Prof. Bryan Caplan
I. Some Puzzles
A. Why does non-job-related schooling still raise your income? ("What does this have to do with real life?")
B. Why won't people buy goods without a warrantee?
C. Why do you use nice paper on a job application?
D. Why do you (sometimes) have to wear a suit to work?
E. Why are wedding rings so expensive?
F. Why do countries have tons of weapons they never intend to use?
G. Why do male peacocks have such huge tails?
II. The Resolution: Signaling
A. There are different "types" of people and firms: able and unable, smart and dumb, honest and dishonest, hard-working and lazy...
B. It is difficult to observe "types" directly. (Captain Kirk on Star Trek: "Can you tell the good and bad people among you from their faces?")
C. However: different types (may) have different costs (lower disutility) of performing the same observable activity.
1. Smart and hard-working people find it easier to do schoolwork.
2. Lazy people find it more costly to take extra effort with an application.
3. Honest firms find it cheap to provide warrantees.
D. Therefore: It may be in the interest of the type in higher demand to go to school, fill out an application with extra care, provide a warrantee, etc. - even if the effort itself does NOTHING for buyer or seller! People only want what the effort proves you already had in the first place.
E. Remember the distinction between bidding for a monopoly and lobbying for it?
F. A similar distinction holds for signaling. Some signaling is basically just a cash transfer. Other signaling is more like lobbying.
III. Signaling as a Transfer: Warrantees
A. One cheap and effective means of signaling is to provide warrantees ("money-back guarantees") on your products.
B. If you are honest and provide good products, it is cheap to do so.
C. If you are dishonest and sell junk, it is very expensive to do so.
D. Therefore: If you are honest, you can signal this fact by guaranteeing your products.

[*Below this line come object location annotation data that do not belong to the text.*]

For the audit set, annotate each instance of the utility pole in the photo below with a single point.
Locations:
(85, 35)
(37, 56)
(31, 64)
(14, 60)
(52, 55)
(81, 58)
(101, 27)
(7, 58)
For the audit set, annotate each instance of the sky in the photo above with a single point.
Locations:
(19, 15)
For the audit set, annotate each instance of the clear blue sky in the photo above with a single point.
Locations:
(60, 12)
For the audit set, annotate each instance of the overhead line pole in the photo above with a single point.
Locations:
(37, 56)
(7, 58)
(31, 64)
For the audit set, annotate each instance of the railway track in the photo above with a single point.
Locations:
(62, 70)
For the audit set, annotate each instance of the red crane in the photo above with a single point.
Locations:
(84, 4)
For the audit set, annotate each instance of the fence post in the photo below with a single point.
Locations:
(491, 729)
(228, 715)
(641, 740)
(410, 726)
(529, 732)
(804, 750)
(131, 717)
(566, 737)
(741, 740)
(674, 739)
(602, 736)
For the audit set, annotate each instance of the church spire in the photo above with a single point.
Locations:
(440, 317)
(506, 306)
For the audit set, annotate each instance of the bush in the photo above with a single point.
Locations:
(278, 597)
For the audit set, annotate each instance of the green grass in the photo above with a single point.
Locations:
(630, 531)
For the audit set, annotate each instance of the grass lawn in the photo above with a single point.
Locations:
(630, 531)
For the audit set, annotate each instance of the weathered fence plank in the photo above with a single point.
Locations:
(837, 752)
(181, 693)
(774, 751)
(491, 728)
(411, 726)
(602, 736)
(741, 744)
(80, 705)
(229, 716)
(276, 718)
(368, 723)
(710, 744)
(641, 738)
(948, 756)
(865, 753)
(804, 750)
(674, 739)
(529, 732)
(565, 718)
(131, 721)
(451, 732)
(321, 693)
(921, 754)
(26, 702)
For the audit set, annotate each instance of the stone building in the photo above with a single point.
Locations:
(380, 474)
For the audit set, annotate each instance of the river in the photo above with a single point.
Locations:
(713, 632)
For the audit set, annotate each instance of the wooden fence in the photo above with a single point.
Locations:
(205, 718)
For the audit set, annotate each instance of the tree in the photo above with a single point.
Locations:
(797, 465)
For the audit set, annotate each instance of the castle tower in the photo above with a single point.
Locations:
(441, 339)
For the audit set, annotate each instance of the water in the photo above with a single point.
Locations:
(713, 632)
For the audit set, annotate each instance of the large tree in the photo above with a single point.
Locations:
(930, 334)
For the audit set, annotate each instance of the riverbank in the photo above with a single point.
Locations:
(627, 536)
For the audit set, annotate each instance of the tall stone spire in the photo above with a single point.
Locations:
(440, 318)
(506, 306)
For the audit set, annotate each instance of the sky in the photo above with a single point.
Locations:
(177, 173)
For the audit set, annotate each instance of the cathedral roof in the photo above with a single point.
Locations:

Customers see this and buy from you. If you are dishonest, this would be prohibitively expensive, so dishonest suppliers don't even bother entering the market.
E. Is there a deadweight cost of warrantees? Probably not much: if a customer exercises a money-back guarantee, there is simply a transfer from store to disgruntled customer.
IV. Signaling as Lobbying: Education
A. Some kinds of education provide job skills; others don't seem to (engineering vs. philosophy). But employers still pay more for more education. Why? Signaling.
B. Employers want people who are smart, hard-working and/or conform to "the rules."
C. People who are smart, hard-working and/or conform to "the rules" find it easier/cheaper to get through school. School doesn't improve them; rather, their ability to finish school shows they were good all along!
D. Similarly, people who are dumb, lazy, and or non-conformist have trouble finishing school. They find it too painful to finish, so they don't.
E. In sum: the class trouble-maker who complains that school has "nothing to do with real life" is often correct. However, this does not mean that there is no economic return to attending school.
F. Does education signaling provide ANY social benefit? Yes: It improves the match between jobs and people.
G. But at the margin, educational signaling has negative externalities, and the deadweight costs you would expect. Why? The matching function of education could be served just as well if everyone signaled 50% less.
H. Intuitively: Assuming you learn nothing and don't like learning, then extra time and other resources spent are education are pure waste.
1. Why not just give IQ tests? (They are illegal, and don't screen out uncooperative smart people).
2. Why don't employees give employers a money-back guarantee if they turn out to be dumb, lazy, or non-conformist? (This might be illegal; would it have other problems?)
V. Why Subsidize Signaling? (or, "Why Education Should be Taxed")
A. Question: If signaling has negative externalities, could government action make matters more efficient?
B. Answer: Yes - government could tax education. Then everyone could get half as much education and still get the same job offers.
C. In reality, of course, governments almost always massively subsidize education. If the signaling theory is right, this makes no sense.
1. You now need a masters or Ph.D. for a job that used to require only an B.A.
2. You now need a B.A. for a job that used to require only high school.
D. If education were unsubsidized, you might not be able to afford it; but then you probably wouldn't need it to get a good job either. Firms would switch to apprenticing and other ways to find out your "type."
E. A lot of spending on education is not investment; it isn't even consumption. It is pure waste.